Les arthrites infectieuses sont elles aussi une pathologie dominante des premières semaines de vie. Elles sont occasionnées le plus souvent par des microbes d’environnement ou de la peau comme des staphylocoques qui ont besoin d’une voie d’entrée pour devenir pathogènes. Cette voie d’entrée est principalement le nombril à la naissance mais la pose des médailles, la castration, la coupe des queues ou la caudophagie (morsure de la queue de l’agneau par les brebis trop maternelles) peuvent aussi permettre la pénétration des germes dans l’organisme. Dans le cas de l’infection du nombril, les bactéries remontent dans le cordon ombilical et la veine omphalique jusqu’au foie où elles créent des abcès à partir desquels elles vont se disperser dans le sang et se multiplier dans les articulations.

Symptomes

Les premiers symptômes de l’arthrite sont ceux caractéristiques de l’inflammation : douleur, chaleur et parfois rougeur puis gonflement de l’articulation. L’examen clinique doit être vigilant dès les premiers signes d’apparition de la boiterie pour mettre en place si nécessaire un traitement antibiotique approprié. Une intervention trop tardive sur des articulations enflées et/ou déformées risque d’être insuffisante et expose à des rechutes incurables. Le traitement fait souvent appel aux pénicillines ou amoxicillines, en général actives sur les germes en cause, sur une durée d’une semaine en moyenne pour éviter les récidives.

Prévention

Du fait des échecs thérapeutiques fréquents, l’effort doit se concentrer sur la prévention avec trempage du cordon ombilical dans la teinture d’iode au moins 20 secondes le plus tôt possible après la naissance et par une désinfection soignée de la peau et des instruments lors des interventions zootechniques (bouclage, castration, caudectomie). En cas de morsure de l’extrémité de la queue, cette dernière doit être coupée court dès l’apparition de la lésion avant le développement d’une arthrite vertébrale ascendante mortelle.

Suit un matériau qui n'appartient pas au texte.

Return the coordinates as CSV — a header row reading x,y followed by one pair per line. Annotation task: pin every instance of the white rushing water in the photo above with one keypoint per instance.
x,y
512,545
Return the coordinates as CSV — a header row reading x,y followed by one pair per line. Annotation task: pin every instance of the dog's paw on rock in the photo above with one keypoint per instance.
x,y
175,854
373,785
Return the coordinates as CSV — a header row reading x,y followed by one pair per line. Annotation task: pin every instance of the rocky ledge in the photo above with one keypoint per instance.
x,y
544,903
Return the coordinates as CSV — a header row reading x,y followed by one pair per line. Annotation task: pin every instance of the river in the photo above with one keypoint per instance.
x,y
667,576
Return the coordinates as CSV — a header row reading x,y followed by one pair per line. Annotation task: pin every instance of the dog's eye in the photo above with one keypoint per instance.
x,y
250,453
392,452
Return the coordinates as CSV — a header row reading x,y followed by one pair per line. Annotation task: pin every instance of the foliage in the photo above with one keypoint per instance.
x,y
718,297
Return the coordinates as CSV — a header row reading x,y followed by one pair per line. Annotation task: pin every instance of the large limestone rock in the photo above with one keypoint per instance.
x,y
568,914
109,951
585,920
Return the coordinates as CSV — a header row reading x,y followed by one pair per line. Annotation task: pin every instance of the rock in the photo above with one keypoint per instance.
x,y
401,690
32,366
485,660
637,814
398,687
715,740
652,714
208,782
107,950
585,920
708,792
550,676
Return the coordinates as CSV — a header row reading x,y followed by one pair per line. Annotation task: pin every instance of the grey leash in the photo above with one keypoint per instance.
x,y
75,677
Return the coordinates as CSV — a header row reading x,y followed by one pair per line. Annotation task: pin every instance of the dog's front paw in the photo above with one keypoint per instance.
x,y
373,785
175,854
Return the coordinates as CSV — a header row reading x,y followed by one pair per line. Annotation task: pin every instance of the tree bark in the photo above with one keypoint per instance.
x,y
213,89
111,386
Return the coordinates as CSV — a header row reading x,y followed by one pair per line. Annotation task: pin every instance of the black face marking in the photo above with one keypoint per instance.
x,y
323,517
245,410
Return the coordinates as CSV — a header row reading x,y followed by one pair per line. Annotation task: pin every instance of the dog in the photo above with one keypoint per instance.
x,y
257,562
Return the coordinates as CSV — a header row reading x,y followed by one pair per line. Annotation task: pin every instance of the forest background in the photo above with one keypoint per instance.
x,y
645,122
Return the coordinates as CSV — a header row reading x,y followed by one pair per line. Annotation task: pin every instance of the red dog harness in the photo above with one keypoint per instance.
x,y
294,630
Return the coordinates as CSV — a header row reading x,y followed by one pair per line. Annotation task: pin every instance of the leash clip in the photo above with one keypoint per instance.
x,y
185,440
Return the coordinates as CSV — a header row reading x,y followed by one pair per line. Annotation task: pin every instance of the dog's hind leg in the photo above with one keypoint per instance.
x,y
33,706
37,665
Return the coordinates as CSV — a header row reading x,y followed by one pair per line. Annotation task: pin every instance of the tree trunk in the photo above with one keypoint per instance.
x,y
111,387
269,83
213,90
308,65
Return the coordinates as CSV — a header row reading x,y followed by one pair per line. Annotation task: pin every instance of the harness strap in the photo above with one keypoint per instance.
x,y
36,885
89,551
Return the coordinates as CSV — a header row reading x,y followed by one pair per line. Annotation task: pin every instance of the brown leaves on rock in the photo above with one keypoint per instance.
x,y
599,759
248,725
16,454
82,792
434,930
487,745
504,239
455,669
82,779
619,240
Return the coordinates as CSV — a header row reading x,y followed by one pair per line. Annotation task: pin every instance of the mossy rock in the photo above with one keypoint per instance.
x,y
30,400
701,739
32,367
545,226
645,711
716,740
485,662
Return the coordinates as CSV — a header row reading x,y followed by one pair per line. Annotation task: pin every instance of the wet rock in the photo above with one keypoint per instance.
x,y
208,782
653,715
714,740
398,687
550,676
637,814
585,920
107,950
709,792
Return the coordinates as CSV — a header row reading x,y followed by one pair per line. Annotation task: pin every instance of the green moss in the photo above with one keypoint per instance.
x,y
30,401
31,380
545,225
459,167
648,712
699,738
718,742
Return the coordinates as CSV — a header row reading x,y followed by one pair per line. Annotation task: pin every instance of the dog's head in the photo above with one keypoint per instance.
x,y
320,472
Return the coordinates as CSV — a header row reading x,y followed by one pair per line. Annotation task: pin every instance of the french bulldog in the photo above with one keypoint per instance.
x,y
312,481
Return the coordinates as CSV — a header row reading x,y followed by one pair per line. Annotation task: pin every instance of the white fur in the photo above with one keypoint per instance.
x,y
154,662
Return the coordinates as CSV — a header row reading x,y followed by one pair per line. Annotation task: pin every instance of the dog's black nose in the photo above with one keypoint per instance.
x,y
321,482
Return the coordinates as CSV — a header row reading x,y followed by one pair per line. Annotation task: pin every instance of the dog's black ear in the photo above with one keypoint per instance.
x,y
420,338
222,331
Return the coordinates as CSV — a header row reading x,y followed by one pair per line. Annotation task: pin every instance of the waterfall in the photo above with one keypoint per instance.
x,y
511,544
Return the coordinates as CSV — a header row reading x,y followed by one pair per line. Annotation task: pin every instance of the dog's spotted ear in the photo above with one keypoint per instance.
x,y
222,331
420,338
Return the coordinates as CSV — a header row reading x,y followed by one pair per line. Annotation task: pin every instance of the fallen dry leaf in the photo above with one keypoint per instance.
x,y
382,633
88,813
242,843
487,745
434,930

Dans le cas d’arthrites multiples sans suspicion d’inoculation au travers du nombril ou de la peau, il faut penser à une éventuelle épidémie de rouget qui peut se traduire seulement par ces symptômes chez les ovins (alors qu’elle entraîne des plaques cutanées rouges géométriques caractéristiques chez les porcins…). Ces arthrites répondent plutôt bien aux antibiotiques administrés là aussi précocement.

La trilogie colibacillose-pneumonie-arthrite entraîne la majorité des pertes du premier âge. Bien maîtriser la prévention de ces maladies est primordial pour mener à bien l’élevage de lots homogènes d’agneaux en bonne santé.